The House is expected to vote Wednesday on legislation that would extend retroactively for one year an assortment of individual and business tax breaks. The bill would ensure taxpayers can benefit from the breaks in 2014 but would not renew them for 2015.
Joe Pitzl, managing partner at Pitzl Financial, said it is “annoying” to be hamstrung in helping clients with tax planning when he's not sure what lawmakers will do on tax policy.
“It turns it into a guessing game — or a hoping game — rather than a planning game,” Mr. Pitzl said.
Tim Steffen, director of financial planning at R.W. Baird & Co., said a one-year extension is better than letting the tax breaks expire, but it doesn't lend much certainty to tax planning.
“It puts us right back in the same boat we've been in all year in another month,” Mr. Steffen said.
The House bill would renew most of the 55 so-called tax extenders for 2014. House and Senate negotiators were working on a larger package that would renew some extenders for two years and make others permanent.
That proposal was scuttled when the White House threatened a veto last week.
In the aftermath of that move, House Republicans are saying they won't consider a two-year extension, according to an aide to a member of the House Ways and Means Committee.
It's unclear what the Senate will do.
“We've gone from being on the cusp of a deal — a deal that both sides could reasonably support — to a situation where probably our only recourse will be to pass a one-year retroactive extension of all tax extenders,” Sen. Orrin Hatch, R-Utah, ranking member of the Senate Finance Committee, said in a speech Tuesday.
Last month, IRS Commissioner John Koskinen warned Congress that the longer they delay approving the extenders, the more likely the tax-filing season will be delayed.
The tax extenders package expired in January for the 2014 tax year and beyond. They include a tax deduction for charitable contributions directly from an individual retirement account as well as deductions for mortgage interest premiums, state and local sales taxes, and some higher education expenses. Business tax breaks for research and development and other activities also are included.
If Congress approves tax extenders by the target date next week for adjournment of the lame-duck session, there's still enough time for clients to take the tax deduction when they donate required minimum distributions from their IRAs to a charitable organization, Mr. Steffen said. But the clock is ticking.
“Advisers are going to have to be on top of this as well, reminding their clients who haven't taken their RMDs to make sure they get their distributions made by the end of the year,” Mr. Steffen said.
Advisers said some clients are in a holding pattern on their RMDs, waiting for Congress to make a decision. Other clients have taken them and made donations, either hoping Congress will come through with the extension of the tax-free distribution or electing to pay taxes on the IRA withdrawal and then claiming a standard charitable deduction.

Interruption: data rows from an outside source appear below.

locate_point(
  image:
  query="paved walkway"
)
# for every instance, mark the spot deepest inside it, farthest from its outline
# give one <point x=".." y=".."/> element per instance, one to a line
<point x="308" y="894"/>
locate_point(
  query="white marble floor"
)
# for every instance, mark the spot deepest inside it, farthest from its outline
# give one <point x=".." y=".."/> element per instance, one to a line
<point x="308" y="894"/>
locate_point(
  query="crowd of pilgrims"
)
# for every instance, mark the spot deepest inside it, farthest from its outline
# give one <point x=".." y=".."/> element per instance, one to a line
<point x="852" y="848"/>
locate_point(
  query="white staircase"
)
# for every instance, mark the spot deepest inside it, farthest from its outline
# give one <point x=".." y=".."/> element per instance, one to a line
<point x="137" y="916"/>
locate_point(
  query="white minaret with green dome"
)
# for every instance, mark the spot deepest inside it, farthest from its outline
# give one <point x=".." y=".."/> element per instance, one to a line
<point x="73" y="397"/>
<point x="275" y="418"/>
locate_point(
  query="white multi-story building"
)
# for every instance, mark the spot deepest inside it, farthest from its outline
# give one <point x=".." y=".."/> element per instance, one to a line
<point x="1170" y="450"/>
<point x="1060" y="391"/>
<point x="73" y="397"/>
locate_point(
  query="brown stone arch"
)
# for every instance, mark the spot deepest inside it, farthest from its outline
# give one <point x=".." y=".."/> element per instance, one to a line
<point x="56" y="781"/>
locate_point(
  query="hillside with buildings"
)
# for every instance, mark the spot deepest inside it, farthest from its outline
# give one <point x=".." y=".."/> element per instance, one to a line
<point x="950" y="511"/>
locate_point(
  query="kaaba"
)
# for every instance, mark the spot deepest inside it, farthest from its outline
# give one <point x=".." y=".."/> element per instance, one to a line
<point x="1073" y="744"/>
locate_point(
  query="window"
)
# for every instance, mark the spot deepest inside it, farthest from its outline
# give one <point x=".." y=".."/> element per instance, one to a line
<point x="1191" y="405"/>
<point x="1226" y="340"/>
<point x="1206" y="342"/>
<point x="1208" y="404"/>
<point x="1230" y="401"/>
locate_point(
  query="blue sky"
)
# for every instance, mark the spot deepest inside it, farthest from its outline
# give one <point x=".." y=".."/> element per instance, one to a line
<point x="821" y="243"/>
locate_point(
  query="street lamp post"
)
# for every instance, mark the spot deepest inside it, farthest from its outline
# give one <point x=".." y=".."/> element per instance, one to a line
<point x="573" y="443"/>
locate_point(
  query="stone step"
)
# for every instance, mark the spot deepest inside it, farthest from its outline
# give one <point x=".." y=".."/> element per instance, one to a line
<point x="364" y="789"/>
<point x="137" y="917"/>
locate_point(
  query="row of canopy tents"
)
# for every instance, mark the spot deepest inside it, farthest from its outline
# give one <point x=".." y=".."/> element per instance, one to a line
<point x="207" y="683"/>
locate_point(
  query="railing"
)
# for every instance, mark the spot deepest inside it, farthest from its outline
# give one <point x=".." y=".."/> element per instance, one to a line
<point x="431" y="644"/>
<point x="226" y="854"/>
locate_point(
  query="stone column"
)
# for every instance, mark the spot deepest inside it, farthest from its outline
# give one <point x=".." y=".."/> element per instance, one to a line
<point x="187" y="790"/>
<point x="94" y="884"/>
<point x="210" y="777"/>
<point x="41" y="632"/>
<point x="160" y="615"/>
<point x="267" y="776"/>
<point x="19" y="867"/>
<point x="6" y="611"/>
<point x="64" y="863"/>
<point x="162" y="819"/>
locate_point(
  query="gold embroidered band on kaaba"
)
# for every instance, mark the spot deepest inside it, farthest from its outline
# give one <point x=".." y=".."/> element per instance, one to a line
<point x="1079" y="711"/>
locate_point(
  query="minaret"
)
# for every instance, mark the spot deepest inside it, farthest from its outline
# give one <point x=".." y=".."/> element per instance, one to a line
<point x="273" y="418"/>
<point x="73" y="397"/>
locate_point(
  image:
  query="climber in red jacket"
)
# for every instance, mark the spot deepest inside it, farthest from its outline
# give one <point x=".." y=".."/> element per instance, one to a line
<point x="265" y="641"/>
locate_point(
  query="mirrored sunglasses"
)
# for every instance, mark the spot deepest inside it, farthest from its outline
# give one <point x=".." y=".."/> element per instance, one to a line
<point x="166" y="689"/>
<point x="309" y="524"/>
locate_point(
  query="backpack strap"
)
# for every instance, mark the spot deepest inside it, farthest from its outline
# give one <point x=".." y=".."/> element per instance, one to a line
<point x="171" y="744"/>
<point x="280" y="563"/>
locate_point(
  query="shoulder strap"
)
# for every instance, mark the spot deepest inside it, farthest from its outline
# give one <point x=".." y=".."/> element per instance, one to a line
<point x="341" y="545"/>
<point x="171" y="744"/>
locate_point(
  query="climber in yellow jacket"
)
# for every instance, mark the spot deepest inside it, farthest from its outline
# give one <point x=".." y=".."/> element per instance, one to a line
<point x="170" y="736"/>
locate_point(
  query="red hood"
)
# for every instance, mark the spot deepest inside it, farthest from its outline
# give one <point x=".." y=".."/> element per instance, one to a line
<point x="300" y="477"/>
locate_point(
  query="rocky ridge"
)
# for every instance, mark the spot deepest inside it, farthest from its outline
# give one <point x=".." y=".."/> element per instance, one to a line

Though Suzanne Shier, chief wealth planner and tax strategist at Northern Trust, said a one-year extension would address immediate needs for tax planning, it's not optimal.
“It's just unsettling for people who are trying to be mindful about their charitable giving not to have clarity at this time of year,” she said.
The uncertainty also is stymying Mr. Pitzl's small-business clients. They're wrestling with expansion decisions without knowing the tax consequences, he said.
“It's difficult to do budgeting when you're not certain what the [tax] impact will be,” Mr. Pitzl said. “The money they could reinvest in their business is greater the longer the [tax] breaks are extended.”